Single-particle diffraction from X-ray Free Electron Lasers offers the potential for molecular structure determination without the need for crystallization. In an effort to further develop the technique, we present a dataset of coherent soft X-ray diffraction images of Coliphage PR772 virus, collected at the Atomic Molecular Optics (AMO) beamline with pnCCD detectors in the LAMP instrument at the Linac Coherent Light Source. The diameter of PR772 ranges from 65–70 nm, which is considerably smaller than the previously reported ~600 nm diameter Mimivirus. This reflects continued progress in XFEL-based single-particle imaging towards the single molecular imaging regime. The data set contains significantly more single particle hits than collected in previous experiments, enabling the development of improved statistical analysis, reconstruction algorithms, and quantitative metrics to determine resolution and self-consistency.
Machine-accessible metadata file describing the reported data (ISA-tab format)
Background & Summary
Theoretical studies predict X-ray Free Electron Lasers (XFELs) can potentially image biomolecules and hence determine their structures without crystallization1. To realize this in practice has proved a significant experimental challenge. The Single Particle Imaging (SPI) Initiative2 was formed as a collaborative effort to identify and solve the experimental challenges to achieving high-resolution imaging of single molecules with X-rays.

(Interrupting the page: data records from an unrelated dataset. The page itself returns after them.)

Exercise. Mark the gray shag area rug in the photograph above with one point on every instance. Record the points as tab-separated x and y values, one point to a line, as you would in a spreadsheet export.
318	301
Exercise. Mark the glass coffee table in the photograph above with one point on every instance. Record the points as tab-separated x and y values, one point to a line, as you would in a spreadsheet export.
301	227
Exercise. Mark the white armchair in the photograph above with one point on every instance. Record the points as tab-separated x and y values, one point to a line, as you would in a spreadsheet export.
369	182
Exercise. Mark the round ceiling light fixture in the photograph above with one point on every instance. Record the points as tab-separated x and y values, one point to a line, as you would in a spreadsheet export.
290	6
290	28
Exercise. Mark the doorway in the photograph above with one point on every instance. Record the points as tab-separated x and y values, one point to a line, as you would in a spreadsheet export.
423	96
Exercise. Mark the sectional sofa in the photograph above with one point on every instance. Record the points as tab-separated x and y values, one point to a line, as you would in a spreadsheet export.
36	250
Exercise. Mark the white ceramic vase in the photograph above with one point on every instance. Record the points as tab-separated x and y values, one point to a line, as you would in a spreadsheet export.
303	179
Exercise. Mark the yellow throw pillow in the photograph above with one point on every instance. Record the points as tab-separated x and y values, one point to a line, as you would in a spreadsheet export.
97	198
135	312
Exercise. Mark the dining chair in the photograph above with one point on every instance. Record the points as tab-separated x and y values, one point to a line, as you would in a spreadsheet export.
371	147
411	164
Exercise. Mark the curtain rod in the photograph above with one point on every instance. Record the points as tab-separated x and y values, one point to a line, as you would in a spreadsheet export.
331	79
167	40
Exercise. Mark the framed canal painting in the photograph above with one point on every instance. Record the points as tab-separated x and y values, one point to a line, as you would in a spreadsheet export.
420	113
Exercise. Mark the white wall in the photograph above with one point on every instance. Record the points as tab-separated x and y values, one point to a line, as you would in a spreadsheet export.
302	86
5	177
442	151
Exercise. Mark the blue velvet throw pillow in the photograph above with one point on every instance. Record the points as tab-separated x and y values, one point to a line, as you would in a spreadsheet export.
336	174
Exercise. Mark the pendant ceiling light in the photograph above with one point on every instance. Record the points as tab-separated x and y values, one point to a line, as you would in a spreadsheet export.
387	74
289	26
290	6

Coliphage PR772 is a virus of approximately 70 nm in diameter, which infects Escherichia coli (E. coli). It was selected as the sample for this experiment due to its high structural homogeneity, uniform size distribution, suitable particle concentration in solution, having a known structure, and the ability to be aerosolized by Gas Dynamic Virtual Nozzle (GDVN)3 for injection into the XFEL beam using an aerosol injector. Having a known structure of PR772 (unpublished) enables validation of any subsequent data analysis steps.
For the data presented here, Coliphage PR772 was aerosolized and delivered into the focus of the LAMP instrument at the Atomic Molecular Optics (AMO) beamline4 of the Linac Coherent Light Source (LCLS) X-ray laser5,6. The data include clear diffraction snapshots from single PR772 virus particles.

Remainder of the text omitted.